Under Securities Exchange Act Rule 21F-17, as amended by Dodd-Frank, individuals and entities may not take steps to prevent potential whistleblowers from contacting the SEC – including through confidentiality agreements. "The Enforcement Division has been focused on companies that use agreements or other mechanisms to improperly stifle whistleblowers from coming forward," White said in her speech.
But some may be reading too much into the enforcement action, she suggested. Concerns that the SEC has asserted "an overly broad interpretation of the rule and engaged in rulemaking by enforcement, which, in turn, has created uncertainty as to the enforceability of all confidentiality agreements" are "unwarranted," she said. "Enforcing a rule for the first time does not mean that we are engaged in rulemaking by enforcement."
"Companies conducting internal investigations can still give the standard Upjohn warnings that explain the scope of the attorney-client privilege in that setting," she said, referring to the 1981 case, Upjohn Co. v. United States. "Companies may continue to protect their trade secrets or other confidential information through the use of properly drawn confidentiality and severance agreements."
The key, she said, is that a company "needs to speak clearly in and about confidentiality provisions, so that employees, most of whom are not lawyers, understand that it is always permissible to report possible securities laws violations to the Commission."
Okay, but …
"I think the terrain is still pretty confused, but it’s welcome that White acknowledges that the industry is looking for more guidance after the recent enforcement action," said Shearman Sterling partner Nathan Greene. "It’s also welcome that she confirms that not every kind of confidentiality agreement has to be revisited."
"White’s speech provides some clarification of the SEC’s views on the use of confidentiality agreements after the KBR case," said Mayer Brown partner Matthew Rossi. "It’s important for investment advisers to understand that although they may legitimately use confidentiality agreements appropriately tailored to protect privilege and other categories of sensitive material such as trade secrets, they must avoid language that the Commission may view as a blanket prohibition on the disclosure of all information.

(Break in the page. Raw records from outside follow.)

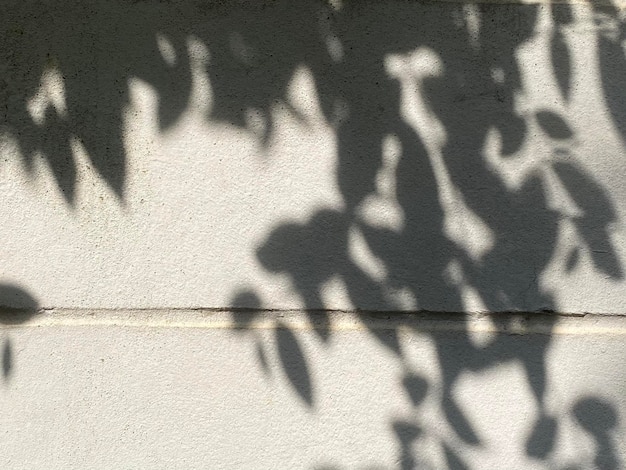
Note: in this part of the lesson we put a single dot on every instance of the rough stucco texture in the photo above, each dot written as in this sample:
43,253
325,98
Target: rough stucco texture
383,155
118,397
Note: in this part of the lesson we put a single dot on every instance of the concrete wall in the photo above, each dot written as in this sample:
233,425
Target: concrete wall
164,161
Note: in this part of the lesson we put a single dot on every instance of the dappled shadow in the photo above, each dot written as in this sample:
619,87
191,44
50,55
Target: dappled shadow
425,93
16,307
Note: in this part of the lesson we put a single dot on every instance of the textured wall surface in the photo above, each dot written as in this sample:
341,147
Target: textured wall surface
185,390
376,155
217,214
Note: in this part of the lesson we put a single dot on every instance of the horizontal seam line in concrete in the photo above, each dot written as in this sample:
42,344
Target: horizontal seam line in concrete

The Commission is likely to view such provisions as having the potential to deter whistleblowers unless the agreements also contain a specific statement carving out communications with regulatory agencies."
White also used her speaking opportunity to note that the SEC has become aware that some companies may be attempting to require that employees sign agreements mandating that the employees not accept a whistleblower award, or that employees, as a pre-condition to obtaining a severance payment, represent that they have not made a prior report of misconduct to the SEC. "You can imagine our Enforcement Division’s view of those and similar provisions under our rules," she said.